What generally goes unnoticed, though, amid the 12-zero numbers, is that China’s relative share of the market for Treasury notes and bonds is near its lowest since 2005, at 9.4 percent. For Japan, which owns $1.06 trillion, its 8.4 percent share is the smallest in at least 18 years. In other words, they haven’t kept pace with U.S. issuance.
Of course, part of that has to do with the Federal Reserve’s bond-buying program after the financial crisis, which soaked up much of the supply. But the U.S. central bank’s holdings barely budged from late 2014 until last year, and have since fallen, while the Treasury market, including bills, has grown by more than $2 trillion to $14.7 trillion. What that means is, trade war or not, big foreign buyers have already been slowly stepping back.
“The relative importance of Japan and China as holders of U.S. debt has declined,” though they still own more than enough to move markets, said Gennadiy Goldberg, senior U.S. rates strategist at TD Securities in New York. If overall holdings don’t move up much in the coming years, “these numbers will shrink further, just given the trillion-dollar deficits we’re planning to be running.”
At its peak, Japan owned almost 25 percent of all Treasuries back in 2004, while China’s holdings grew to a high of around 20 percent in 2009. Over the past six years, reported holders in Ireland, the Cayman Islands and the U.K. have been the largest foreign buyers of U.S. debt, Treasury Department data show.
Few bond traders really expect China or Japan to abruptly sell Treasuries en masse. After all, their stashes are so large that any such move would likely crater the value of their own holdings.
“I’ve never been of the view that China would ever intentionally say, ‘Oh let’s just sell Treasuries and spike U.S. rates’ -- because how does that help them?” said Eric Stein, co-director of global income at Eaton Vance Corp. “It’s mutually assured destruction in the U.S.-China relationship.”
Foreign officials are more likely to pull back slowly.
Consider January, when Bloomberg News cited senior Chinese government officials as recommending slowing or halting purchases of Treasuries. Benchmark 10-year Treasury yields rose about five basis points in less than an hour after the initial report on Jan. 10.
Though China’s State Administration of Foreign Exchange dismissed the report, saying in a statement that investments are decided by market conditions, it speaks to the gradual pace at which a country with such significant holdings would need to exit.
Major holders also have few alternatives, particularly China, whose $3.1 trillion stash of foreign-currency reserves is the world’s largest.
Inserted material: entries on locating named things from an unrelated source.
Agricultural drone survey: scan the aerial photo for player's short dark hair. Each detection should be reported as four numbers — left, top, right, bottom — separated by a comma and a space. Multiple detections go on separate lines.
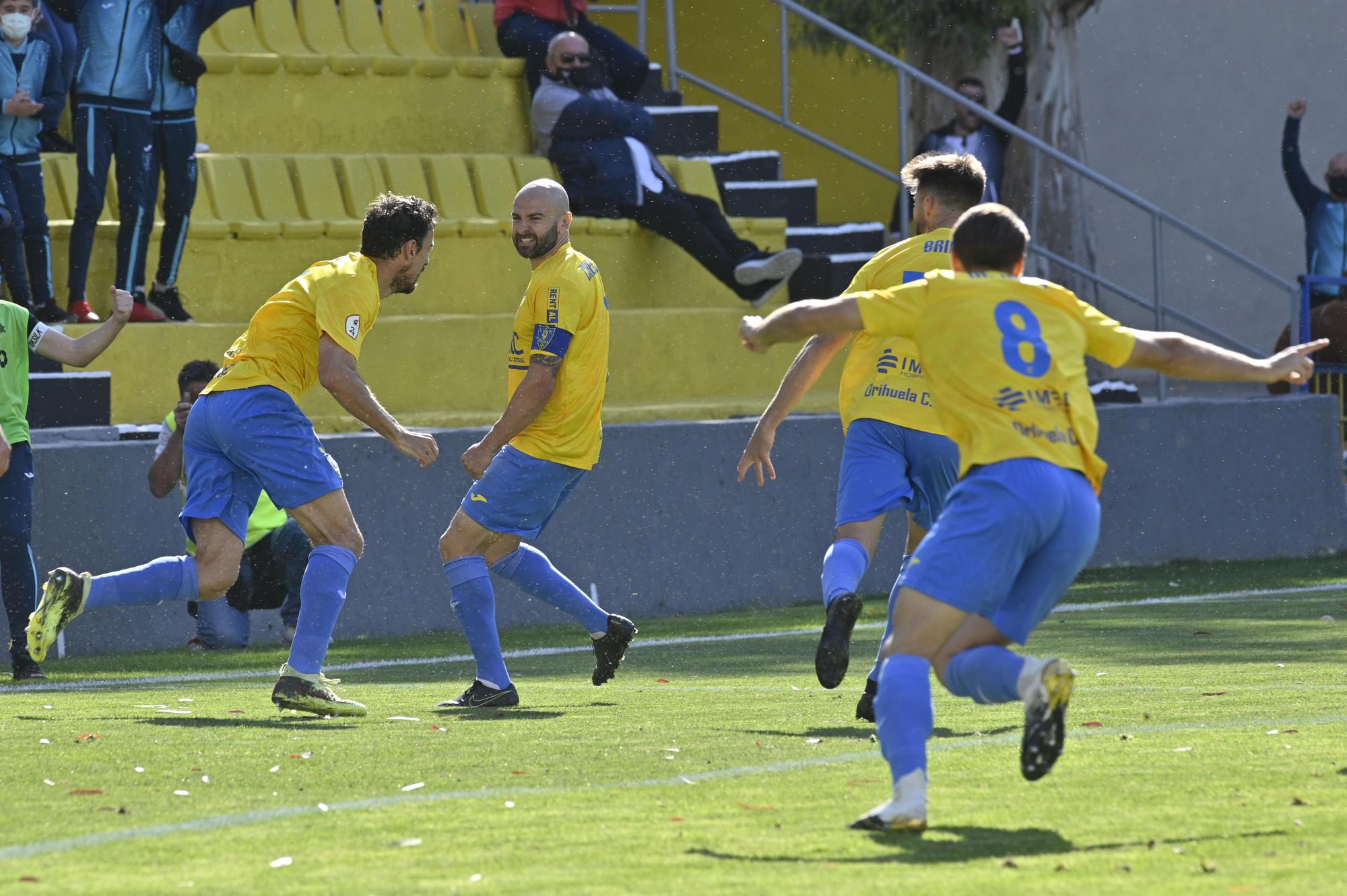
950, 202, 1029, 273
178, 361, 220, 392
902, 152, 987, 211
360, 193, 439, 259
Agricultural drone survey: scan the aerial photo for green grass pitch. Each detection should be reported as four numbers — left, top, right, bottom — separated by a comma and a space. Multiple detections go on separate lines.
0, 558, 1347, 896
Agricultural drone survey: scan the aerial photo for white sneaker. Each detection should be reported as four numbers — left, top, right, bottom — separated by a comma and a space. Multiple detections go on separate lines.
851, 768, 927, 834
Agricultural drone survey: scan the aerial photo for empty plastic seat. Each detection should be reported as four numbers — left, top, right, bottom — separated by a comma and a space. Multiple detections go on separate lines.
290, 156, 364, 240
341, 0, 415, 74
253, 0, 327, 74
210, 7, 280, 74
380, 0, 454, 78
248, 156, 323, 238
197, 155, 280, 240
295, 0, 370, 74
426, 156, 508, 237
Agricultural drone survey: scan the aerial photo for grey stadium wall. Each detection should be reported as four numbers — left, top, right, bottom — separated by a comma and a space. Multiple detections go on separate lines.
13, 396, 1347, 654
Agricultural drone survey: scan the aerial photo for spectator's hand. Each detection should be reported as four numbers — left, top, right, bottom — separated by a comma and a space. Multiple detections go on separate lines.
4, 90, 42, 118
392, 429, 439, 469
112, 287, 136, 323
997, 19, 1024, 48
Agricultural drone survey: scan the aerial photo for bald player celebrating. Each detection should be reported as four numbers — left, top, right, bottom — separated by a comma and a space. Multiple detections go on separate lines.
439, 180, 636, 708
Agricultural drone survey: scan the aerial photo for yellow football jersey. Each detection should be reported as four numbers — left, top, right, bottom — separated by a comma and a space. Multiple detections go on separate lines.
855, 271, 1137, 491
202, 252, 379, 401
838, 228, 954, 436
509, 244, 607, 469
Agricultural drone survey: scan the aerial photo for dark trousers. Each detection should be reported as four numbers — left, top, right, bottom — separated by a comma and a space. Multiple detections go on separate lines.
0, 442, 38, 656
131, 112, 197, 287
618, 187, 758, 292
70, 102, 155, 293
0, 152, 51, 306
496, 12, 651, 100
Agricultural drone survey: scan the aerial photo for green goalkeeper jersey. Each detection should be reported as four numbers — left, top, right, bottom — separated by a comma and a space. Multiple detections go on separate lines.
0, 302, 47, 446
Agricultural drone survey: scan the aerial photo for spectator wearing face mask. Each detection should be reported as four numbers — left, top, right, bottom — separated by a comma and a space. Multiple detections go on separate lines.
0, 0, 66, 323
1281, 100, 1347, 306
531, 31, 803, 307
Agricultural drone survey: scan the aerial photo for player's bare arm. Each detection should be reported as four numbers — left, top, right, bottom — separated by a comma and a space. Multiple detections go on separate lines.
34, 289, 133, 368
459, 355, 562, 479
318, 334, 439, 467
738, 334, 853, 485
740, 296, 865, 351
1126, 331, 1328, 385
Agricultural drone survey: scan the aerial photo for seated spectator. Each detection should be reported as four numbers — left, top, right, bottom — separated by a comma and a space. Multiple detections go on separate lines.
0, 0, 66, 323
150, 361, 311, 650
889, 20, 1029, 233
1281, 100, 1347, 306
494, 0, 651, 100
532, 31, 803, 307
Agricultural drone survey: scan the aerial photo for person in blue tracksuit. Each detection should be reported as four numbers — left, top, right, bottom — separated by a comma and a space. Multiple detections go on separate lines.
47, 0, 182, 322
132, 0, 253, 320
0, 0, 66, 323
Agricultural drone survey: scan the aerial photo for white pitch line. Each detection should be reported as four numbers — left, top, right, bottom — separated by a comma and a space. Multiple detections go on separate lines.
0, 582, 1347, 694
0, 716, 1347, 860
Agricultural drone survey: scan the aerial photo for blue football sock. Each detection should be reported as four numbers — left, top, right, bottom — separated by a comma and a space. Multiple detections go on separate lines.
874, 654, 935, 780
445, 555, 509, 689
288, 545, 357, 675
85, 557, 197, 609
492, 545, 607, 635
866, 554, 912, 683
823, 538, 870, 607
944, 644, 1024, 703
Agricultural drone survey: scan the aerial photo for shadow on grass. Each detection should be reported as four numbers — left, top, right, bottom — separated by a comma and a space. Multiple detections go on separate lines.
687, 825, 1288, 865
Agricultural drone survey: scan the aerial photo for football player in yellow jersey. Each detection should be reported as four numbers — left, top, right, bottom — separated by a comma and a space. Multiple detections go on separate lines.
738, 152, 986, 721
28, 194, 439, 716
439, 180, 636, 708
740, 203, 1328, 831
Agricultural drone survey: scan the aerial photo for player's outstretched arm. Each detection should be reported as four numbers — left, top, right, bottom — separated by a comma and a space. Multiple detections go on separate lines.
459, 355, 562, 479
738, 333, 851, 485
34, 288, 133, 368
1125, 331, 1328, 385
318, 334, 439, 467
740, 296, 865, 351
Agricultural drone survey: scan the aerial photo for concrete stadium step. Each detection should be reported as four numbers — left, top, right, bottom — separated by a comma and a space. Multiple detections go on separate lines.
721, 179, 819, 226
789, 252, 874, 302
785, 221, 888, 256
67, 309, 839, 432
647, 106, 721, 156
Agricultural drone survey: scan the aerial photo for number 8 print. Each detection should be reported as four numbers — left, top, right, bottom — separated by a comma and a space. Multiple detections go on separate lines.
995, 296, 1052, 378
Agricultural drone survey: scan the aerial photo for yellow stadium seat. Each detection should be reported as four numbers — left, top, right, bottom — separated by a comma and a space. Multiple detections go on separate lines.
337, 156, 388, 219
467, 156, 519, 221
290, 156, 364, 240
211, 7, 280, 74
197, 155, 280, 240
381, 0, 454, 78
339, 0, 415, 74
248, 156, 323, 238
426, 156, 508, 237
197, 28, 238, 74
253, 0, 327, 74
295, 0, 370, 74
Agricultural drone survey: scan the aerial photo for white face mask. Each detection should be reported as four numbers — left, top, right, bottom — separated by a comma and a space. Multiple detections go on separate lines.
0, 12, 32, 40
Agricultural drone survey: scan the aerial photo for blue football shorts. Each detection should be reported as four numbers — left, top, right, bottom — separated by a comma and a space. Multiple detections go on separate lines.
178, 386, 342, 539
898, 457, 1099, 644
835, 417, 959, 528
459, 446, 589, 541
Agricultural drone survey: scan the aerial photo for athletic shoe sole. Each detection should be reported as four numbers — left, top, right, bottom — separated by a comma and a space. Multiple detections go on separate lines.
26, 566, 92, 663
814, 594, 861, 690
734, 249, 804, 287
1020, 659, 1076, 780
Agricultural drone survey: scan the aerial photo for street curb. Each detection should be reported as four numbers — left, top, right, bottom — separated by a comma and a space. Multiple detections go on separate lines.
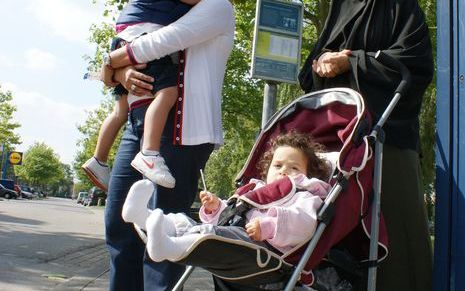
52, 243, 110, 291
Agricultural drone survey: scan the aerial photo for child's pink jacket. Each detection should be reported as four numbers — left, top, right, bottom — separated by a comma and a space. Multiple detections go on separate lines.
199, 175, 331, 253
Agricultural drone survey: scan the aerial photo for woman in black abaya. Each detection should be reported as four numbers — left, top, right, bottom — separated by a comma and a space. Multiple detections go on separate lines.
299, 0, 434, 291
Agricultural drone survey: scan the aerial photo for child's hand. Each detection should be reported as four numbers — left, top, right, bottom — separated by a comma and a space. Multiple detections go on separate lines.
245, 218, 262, 241
200, 191, 220, 213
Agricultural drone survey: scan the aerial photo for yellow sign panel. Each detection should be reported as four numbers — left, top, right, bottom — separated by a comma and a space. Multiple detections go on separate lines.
9, 152, 23, 165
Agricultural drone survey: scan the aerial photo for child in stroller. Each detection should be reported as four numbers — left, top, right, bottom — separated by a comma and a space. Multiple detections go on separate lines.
123, 131, 330, 262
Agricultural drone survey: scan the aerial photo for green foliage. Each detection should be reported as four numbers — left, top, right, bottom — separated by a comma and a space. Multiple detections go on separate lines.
0, 86, 21, 149
15, 143, 65, 185
73, 95, 121, 189
85, 0, 436, 205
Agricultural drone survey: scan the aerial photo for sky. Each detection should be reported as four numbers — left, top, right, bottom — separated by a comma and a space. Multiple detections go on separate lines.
0, 0, 110, 164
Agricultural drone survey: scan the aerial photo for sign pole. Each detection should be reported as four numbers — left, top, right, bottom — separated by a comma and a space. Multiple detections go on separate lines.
0, 144, 8, 179
0, 144, 5, 179
262, 81, 278, 129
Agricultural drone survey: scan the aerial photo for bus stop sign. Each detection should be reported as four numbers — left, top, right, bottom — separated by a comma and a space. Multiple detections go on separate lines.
251, 0, 303, 84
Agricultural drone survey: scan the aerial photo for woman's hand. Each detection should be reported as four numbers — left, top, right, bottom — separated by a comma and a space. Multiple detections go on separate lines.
114, 64, 154, 96
312, 50, 352, 78
245, 217, 262, 241
199, 191, 220, 213
100, 65, 118, 87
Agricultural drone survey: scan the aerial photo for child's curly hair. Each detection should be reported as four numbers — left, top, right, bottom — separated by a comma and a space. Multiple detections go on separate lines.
257, 131, 330, 181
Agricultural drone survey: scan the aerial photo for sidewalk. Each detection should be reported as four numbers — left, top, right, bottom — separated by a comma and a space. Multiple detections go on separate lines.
52, 244, 213, 291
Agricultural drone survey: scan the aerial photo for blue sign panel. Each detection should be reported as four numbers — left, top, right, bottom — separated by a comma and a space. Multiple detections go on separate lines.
259, 1, 301, 34
251, 0, 303, 83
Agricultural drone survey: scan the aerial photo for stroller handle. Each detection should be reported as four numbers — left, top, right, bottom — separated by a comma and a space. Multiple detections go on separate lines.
372, 50, 411, 96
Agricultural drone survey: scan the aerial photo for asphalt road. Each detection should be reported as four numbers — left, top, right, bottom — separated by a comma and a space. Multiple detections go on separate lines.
0, 197, 213, 291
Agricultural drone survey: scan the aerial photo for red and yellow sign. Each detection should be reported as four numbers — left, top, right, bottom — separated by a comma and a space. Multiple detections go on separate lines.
9, 152, 23, 165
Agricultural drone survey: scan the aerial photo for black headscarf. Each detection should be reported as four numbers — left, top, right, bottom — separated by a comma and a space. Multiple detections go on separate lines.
299, 0, 434, 150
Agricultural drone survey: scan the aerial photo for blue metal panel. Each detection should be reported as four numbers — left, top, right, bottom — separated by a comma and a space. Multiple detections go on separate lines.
451, 0, 465, 290
434, 0, 465, 291
433, 1, 453, 291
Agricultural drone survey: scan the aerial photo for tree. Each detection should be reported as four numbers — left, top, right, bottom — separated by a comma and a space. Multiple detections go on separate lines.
0, 86, 21, 149
89, 0, 435, 201
48, 164, 74, 197
73, 95, 121, 189
15, 142, 64, 187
That money has to go somewhere, but many developed markets, such as Japan and Europe, are distorted by quantitative easing.
Private Japanese investors, on the other hand, have been purchasing more bonds from countries like France and Germany because the hedging cost is lower than in the U.S. market. They lose more than 250 basis points of yield on Treasuries after hedging, while they pick up over 25 basis points when converting from yen to euros, according to data compiled by Bloomberg.
Treasuries have withstood pullbacks from both China and Japan over the past two years. But with auction sizes only growing in the coming years, and the Fed paring its own holdings, the U.S. likely needs them to at least keep their share of the market steady. That’d be a hard ask in the midst of a trade war.
“Their marginal importance might be even higher” because of imminent U.S. budget deficits, TD’s Goldberg said. “Especially if the No. 1 and No. 2 holders decide they want to use their holdings of Treasuries as retaliation. It’s something that has been threatened before -- I think the U.S. is well aware of it.”